In Shiism there is a strange concept called mohallel. If a man divorces his wife in earnest—“thrice divorced” in the parlance of Shiite sharia—he can’t remarry her unless she has married and divorced another man. Rich men who divorce their wives in a fit of anger and then feel remorse and want them back often have to pay a reliable man a sum to be their mohallel—to “marry” the thrice-divorced wife with due discretion and then divorce her. There is a usually a retinue of reliable mohallels in each pious community.

Russia and Iran are both ruled by men seeking absolute power—Vladimir Putin in Moscow and the Ayatollah Khamenei in Iran—and both are now shedding any vestige of a democratic appearance. Putin’s mohallel, Dmitry Medvedev, will be back in his old job of prime minister and his boss, Putin, will again take the reins of power. In Tehran, Khamenei is making his own power play, which is likely to help the clerics achieve their dubious nuclear aims.

In the past four years, if there has been an obvious area of difference between Putin and Medvedev, it has concerned Iran’s clerical regime. Medvedev has been more willing to work with the United States and the European Union on pressuring Iran to give up troubling aspects of its nuclear program. He even decided not to sell the clerical regime the S-300 missiles that would have substantially increased Iran’s ability to protect its nuclear sites from air attacks.

Putin and Medvedev

In Iran, more than six years ago, Khamenei handpicked Mahmoud Ahmadinejad to be his political mohallel—Ahmadinejad was meant to play the role of the pliant president and permit Khamenei to consolidate his power grab while hiding Khamenei’s insatiable appetite for more power. (The clerical quest for control over society is so notorious and brazen that it has even reached the realm of literature. A few years ago, Khamenei ordered the death of a writer named Saidi Sirjani who had dared to write a brilliant satire about a venerable man of devotion exchanging his pious soul for profane power.)

Ahmadinejad, in an awkward development, acquired a passionate desire for power himself. Medvedev was far more pliable.

But as sometimes happens in the topsy-turvy world of professional mohallels, Ahmadinejad ended up having a passionate desire for power himself. He increasingly proved unwilling to play his expected role. He continued to challenge Khamenei. A few months ago the Iranian parliament—again, of course, handpicked by Khamenei—was even ready to impeach the impudent mohallel. But the instability that might come with such a move, and the possibility that impeachment procedures would empower the opposition, persauded Khamenei and his allies in the military to temporarily pull their punches.

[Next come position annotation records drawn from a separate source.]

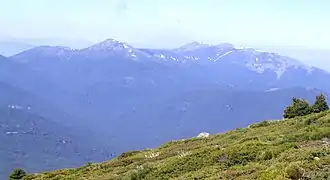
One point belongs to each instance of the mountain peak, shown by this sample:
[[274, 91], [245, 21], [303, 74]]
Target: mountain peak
[[193, 45], [225, 46], [109, 44]]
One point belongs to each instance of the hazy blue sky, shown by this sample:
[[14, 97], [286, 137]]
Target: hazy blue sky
[[168, 23]]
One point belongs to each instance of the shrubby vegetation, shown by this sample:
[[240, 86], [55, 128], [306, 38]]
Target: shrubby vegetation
[[300, 107], [17, 174], [295, 148]]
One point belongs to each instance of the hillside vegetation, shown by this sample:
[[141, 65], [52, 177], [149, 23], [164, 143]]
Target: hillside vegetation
[[295, 148]]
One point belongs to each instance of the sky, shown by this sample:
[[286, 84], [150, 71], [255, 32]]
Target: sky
[[171, 23]]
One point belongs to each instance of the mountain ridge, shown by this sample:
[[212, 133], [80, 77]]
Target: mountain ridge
[[277, 149]]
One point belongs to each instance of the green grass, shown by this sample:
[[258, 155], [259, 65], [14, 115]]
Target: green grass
[[297, 148]]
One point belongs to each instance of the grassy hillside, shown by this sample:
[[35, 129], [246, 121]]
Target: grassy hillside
[[297, 148]]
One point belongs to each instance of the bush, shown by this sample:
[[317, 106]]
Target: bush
[[320, 104], [294, 171], [299, 107], [17, 174]]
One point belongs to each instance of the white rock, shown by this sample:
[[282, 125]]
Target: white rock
[[203, 135]]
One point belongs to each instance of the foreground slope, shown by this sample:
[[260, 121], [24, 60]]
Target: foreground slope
[[285, 149]]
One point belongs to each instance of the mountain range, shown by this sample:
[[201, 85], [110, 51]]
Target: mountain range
[[131, 98]]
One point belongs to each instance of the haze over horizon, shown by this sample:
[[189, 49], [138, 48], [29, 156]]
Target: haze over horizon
[[168, 24]]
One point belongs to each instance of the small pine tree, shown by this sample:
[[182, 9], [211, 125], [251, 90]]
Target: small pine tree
[[320, 104], [299, 107], [17, 174]]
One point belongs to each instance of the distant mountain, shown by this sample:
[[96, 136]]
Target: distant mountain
[[39, 142], [11, 48], [258, 70], [273, 149], [127, 98]]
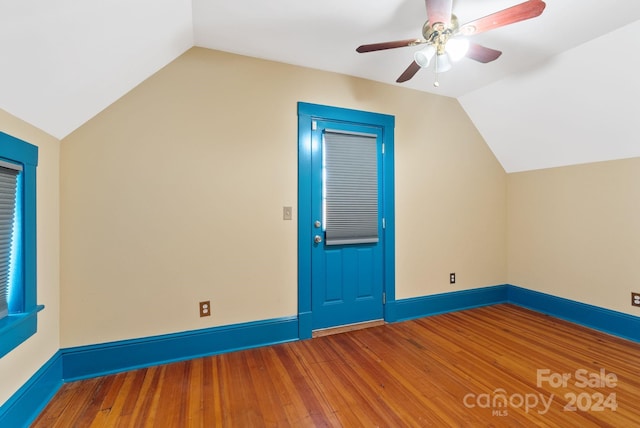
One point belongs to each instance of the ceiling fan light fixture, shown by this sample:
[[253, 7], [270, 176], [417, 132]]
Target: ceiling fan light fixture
[[457, 48], [423, 56]]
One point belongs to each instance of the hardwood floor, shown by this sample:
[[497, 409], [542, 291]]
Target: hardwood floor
[[492, 366]]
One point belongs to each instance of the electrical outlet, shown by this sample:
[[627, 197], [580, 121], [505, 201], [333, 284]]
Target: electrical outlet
[[287, 213], [205, 309]]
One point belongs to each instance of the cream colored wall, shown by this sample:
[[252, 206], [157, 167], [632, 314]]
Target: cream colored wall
[[573, 232], [174, 194], [20, 364]]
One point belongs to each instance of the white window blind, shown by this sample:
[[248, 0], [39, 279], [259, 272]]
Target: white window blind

Then a conservative member of parliament who is generally thought to speak for Khamenei revealed the remarkable fact that a group of lawmakers had been thinking about doing away with the office of presidency . . . for a while. With a leader like Khamenei, he said, why do we need a president? The lawmakers wanted to replace the job of presidency, elected by direct vote, with that of a prime minister, chosen by a pliant parliament that would appoint, and dismiss, whoever suited the ayatollah.

Direct election of the president by the people was one of the few concessions the clerics made when they seized power in 1979; it was a necessary bow to the democratic nature and aspirations of the revolution that brought them to power. But they, of course, placed a disproportionate share of power in the hands of the clerical leader—not elected by the people and not impeachable. Ever since, clerics have conducted an incessant effort to further curtail people’s rights. The first step was to require every candidate to pass “the beneficent supervision” (nezarate estesvabi) of a twelve-man body controlled by the leader. But the adage about absolute power and corruption again held true. Since the most recent fiasco with Ahmadinejad—when the mohallel proved unwilling to “divorce” power when Khamenei asked him to—the leader has apparently decided to throw caution to the wind and do away with the office of president altogether.

Moreover, this serious curtailment of democracy will be taking place just as the Muslim world is witnessing what could be its most important tectonic shift toward democracy.

The stories of these two mohallels—the pliant one in Russia and the reluctant one in Iran—are connected not just because they both make a mockery of democracy and the people’s right to vote. In Iran, Khamenei has been the most intransigent force in shaping Iran’s policy toward the United States and on the country’s nuclear program. In Russia, Putin has been more willing than Medvedev to challenge and embarrass the United States and align Russia with Iran and China in a new brotherhood of despotism. Putin’s latest display of power will only reinforce the power grab of Khamenei and the Islamic Revolutionary Guard Corps—and its affronts to democracy and diplomatic decorum in the Middle East and around the world.